A more interesting example — and this is where we get into MGR and Blit territory — is that if the client’s event-handler script is responsible for sending the events to the client, maybe it can also determine the form of those events. Like, maybe you could add a mouse-compatibility layer in front of some program written for a character-cell terminal, just by defining a few event handlers.

Application-to-display stream parsing?

Of course, that suggests that the event-handler script could also be in charge of the handling of data from the client. And then maybe you could, as the Blit does, start out in a glass-tty mode with some default event handlers that provide glass tty behavior, and then upload new event handlers with escape sequences.

That’s probably not actually ideal, for a couple of reasons. First, graphical applications can easily involve sufficiently massive data volumes that we want to minimize the number of copies of that data. (I’m typing this on a 1920×1080 32bpp 60Hz screen, which multiplies out to 497,664,000 bytes of pixel data per second. mpv can actually reliably get that data on the screen, using OpenGL. We probably don’t want that data flowing through an unaligned FIFO, and we probably don’t want client bytecode to be in charge of parsing it, because despite the potential advantages of XXX

It’s probably better to maintain the application-to-display protocol fixed, but include in it the ability for the application to directly invoke previously-uploaded event handlers, including event handlers that won’t fire on any window-system-generated events.

Vertical sync for tear-free redrawing

Another interesting example is the unfortunately-named† XSYNC extension, intended to provide tearing-free and flicker-free double-buffering for X11, as well as audio/video synchronization. It was proposed in 1991 but the Linux implementation still lacks access to the vsync signal needed to make it work, despite some work on this in 2003. XSYNC works by corking up the pipeline of drawing requests from a given client until some condition becomes true, such as a given timestamp passing, a counter incrementing, or the monitor going into vsync. Then the pipeline gets uncorked and updates the screen during the vertical blanking interval (VBI) or renders the next animation frame or whatever.

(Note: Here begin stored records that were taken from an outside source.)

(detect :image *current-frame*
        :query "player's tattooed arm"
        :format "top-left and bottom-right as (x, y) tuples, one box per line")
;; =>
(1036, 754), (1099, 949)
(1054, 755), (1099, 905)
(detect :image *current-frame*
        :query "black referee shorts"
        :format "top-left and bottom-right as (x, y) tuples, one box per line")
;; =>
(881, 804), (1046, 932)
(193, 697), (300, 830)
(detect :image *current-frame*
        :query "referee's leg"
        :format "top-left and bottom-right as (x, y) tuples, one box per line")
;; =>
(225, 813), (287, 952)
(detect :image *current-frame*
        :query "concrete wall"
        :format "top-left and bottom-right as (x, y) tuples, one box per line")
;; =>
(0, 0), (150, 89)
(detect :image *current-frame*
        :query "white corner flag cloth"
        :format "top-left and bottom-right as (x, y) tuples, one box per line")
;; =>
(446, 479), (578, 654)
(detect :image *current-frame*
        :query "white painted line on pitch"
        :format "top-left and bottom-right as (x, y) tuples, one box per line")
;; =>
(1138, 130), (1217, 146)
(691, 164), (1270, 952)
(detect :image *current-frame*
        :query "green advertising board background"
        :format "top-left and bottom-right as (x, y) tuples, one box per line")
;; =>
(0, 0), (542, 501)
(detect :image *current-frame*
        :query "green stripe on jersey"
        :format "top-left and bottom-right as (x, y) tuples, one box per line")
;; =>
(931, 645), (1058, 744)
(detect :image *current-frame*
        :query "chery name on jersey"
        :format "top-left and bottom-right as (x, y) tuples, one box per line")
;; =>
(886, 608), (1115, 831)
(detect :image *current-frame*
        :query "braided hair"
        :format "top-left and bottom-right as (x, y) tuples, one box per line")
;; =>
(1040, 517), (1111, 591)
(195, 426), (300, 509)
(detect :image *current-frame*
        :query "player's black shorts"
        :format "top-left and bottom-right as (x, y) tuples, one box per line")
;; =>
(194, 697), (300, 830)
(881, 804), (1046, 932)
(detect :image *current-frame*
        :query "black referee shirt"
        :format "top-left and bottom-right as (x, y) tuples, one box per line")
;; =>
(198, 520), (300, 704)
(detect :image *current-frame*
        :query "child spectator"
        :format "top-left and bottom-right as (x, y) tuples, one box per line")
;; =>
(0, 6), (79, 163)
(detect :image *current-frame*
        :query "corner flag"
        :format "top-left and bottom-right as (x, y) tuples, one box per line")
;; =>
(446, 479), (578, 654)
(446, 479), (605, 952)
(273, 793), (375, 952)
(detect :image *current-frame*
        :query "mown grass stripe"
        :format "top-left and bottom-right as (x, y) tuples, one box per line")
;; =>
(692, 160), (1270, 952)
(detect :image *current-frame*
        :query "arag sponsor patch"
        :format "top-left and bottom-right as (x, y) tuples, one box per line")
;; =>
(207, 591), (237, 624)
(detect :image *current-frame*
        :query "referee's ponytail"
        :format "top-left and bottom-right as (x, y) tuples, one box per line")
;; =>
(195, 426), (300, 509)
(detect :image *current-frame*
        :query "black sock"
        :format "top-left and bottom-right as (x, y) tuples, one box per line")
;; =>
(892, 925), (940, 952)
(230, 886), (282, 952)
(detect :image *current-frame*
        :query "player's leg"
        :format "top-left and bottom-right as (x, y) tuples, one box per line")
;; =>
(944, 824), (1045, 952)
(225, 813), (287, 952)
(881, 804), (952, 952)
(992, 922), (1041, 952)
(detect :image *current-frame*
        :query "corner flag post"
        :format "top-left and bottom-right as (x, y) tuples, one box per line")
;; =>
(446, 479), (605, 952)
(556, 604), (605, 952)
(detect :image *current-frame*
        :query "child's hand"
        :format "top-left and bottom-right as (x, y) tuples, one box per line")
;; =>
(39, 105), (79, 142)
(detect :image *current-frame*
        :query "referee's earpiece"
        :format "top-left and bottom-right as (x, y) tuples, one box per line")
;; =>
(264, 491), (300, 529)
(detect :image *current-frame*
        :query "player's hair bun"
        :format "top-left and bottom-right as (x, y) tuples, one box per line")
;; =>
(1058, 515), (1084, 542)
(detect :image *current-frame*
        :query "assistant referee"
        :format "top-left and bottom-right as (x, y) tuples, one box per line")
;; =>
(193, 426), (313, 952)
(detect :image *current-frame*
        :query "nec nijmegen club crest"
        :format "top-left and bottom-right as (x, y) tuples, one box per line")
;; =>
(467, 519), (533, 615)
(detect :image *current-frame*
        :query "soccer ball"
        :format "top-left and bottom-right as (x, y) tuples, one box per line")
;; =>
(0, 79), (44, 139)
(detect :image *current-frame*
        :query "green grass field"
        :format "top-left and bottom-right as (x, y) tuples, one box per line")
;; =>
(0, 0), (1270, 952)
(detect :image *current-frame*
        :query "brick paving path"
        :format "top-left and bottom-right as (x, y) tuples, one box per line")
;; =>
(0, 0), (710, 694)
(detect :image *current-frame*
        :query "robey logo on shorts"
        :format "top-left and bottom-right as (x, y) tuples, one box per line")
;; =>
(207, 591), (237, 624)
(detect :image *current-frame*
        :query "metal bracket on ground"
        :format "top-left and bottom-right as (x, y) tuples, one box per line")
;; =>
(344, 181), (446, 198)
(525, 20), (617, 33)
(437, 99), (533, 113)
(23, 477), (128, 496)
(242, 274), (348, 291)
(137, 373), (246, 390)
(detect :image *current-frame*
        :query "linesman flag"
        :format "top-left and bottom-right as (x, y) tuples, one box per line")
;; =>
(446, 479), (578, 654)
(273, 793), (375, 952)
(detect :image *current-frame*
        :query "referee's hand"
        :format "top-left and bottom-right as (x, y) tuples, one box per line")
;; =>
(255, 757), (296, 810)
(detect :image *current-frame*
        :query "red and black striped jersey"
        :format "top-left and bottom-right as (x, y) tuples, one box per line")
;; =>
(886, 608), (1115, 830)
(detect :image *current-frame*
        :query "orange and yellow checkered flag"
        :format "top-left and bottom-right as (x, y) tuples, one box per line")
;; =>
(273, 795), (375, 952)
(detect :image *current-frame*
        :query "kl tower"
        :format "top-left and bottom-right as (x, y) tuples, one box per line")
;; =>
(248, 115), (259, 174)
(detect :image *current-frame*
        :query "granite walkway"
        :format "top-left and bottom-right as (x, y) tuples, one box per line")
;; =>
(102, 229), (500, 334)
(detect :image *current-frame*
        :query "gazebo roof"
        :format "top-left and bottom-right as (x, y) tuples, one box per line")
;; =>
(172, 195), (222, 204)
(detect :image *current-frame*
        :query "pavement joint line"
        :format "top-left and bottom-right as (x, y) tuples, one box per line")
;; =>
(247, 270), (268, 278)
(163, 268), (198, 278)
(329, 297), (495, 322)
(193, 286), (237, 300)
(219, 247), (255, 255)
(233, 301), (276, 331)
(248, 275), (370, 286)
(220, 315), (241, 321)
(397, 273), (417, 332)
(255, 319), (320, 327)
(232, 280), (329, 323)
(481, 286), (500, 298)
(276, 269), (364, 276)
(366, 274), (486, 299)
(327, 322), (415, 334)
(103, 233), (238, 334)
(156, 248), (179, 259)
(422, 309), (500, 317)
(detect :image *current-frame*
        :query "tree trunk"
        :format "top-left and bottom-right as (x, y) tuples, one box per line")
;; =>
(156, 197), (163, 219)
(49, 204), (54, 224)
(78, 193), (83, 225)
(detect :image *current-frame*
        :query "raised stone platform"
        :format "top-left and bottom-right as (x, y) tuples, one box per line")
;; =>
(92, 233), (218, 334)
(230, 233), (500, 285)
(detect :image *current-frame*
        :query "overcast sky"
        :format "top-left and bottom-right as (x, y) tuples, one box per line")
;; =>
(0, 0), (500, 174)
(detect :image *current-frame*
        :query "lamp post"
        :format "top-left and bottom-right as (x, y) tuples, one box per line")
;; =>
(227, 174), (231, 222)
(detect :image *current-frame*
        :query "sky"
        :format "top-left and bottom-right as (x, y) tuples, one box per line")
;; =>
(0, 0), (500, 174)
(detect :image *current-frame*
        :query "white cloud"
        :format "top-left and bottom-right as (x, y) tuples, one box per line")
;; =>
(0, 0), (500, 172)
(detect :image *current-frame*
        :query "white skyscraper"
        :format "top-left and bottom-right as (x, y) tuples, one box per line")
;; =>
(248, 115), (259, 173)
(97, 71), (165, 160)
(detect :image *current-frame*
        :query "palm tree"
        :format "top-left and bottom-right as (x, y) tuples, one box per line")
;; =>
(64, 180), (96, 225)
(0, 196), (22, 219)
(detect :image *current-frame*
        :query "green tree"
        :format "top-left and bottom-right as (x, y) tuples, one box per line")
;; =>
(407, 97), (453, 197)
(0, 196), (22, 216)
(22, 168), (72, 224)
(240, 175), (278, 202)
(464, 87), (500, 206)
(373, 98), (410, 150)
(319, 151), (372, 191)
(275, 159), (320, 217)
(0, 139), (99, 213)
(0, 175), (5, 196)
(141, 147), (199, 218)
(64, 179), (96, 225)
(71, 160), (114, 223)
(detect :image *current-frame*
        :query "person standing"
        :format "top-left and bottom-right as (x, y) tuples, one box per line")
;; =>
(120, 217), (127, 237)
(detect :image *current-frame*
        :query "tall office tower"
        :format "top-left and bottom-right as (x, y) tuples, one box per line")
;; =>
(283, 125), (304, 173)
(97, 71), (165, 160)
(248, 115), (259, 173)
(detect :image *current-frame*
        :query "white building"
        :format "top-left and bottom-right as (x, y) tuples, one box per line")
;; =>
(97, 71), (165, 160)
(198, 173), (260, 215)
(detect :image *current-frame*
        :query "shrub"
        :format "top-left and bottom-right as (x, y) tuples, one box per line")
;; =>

† “Unfortunately named” because an almost, but not completely, unrelated core X11 function is called XSync().

Aside from the clumsy special-casing in the XSyncWaitCondition struct (which you can read about in the docs if you’re interested), implementing vertical synchronization just by uncorking a drawing request pipeline excludes many optimizations we would like to do. Consider what Massalin said about terminal emulation in Synthesis:

The numbers in Table 7.5 can be used to predict the elapsed time for the “cat /etc/termcap” measurement done in Section 7.2.2. Performing the calculation, we get 3.4 seconds if we ignore the invocation overhead and use only the per-character costs. Notice that this exceeds the elapsed time actually observed (Table 7.2). This unexpected result happens because Synthesis kernel [sic] can optimize the data flow, resulting in fewer calls and less actual work than a straight concatenation of the three quajects would indicate. For example, in a fast window system, many characters may be scrolled off the screen between the consecutive vertical scans of the monitor. Since these characters would never be seen by a user, they need not be drawn. The Synthesis window manager bypasses the drawing of those characters by using fine-grained scheduling. It samples the content of the virtual VT100 screen 60 times a second, synchronized to the vertical retrace of the monitor, and draws the parts of the screen that have changed since the last time. This is a good example of how fine-grain scheduling can streamline processing, bypassing I/O that does not affect the visible result. The data is not lost, however. All the data is available for review using the window’s scrollbars.

This kind of optimization — which, incidentally, improves predictability and reduces user-interface latency — can’t be done simply by uncorking a drawing pipeline at a predetermined time. You have to avoid sticking useless drawing operations into the drawing pipeline in the first place.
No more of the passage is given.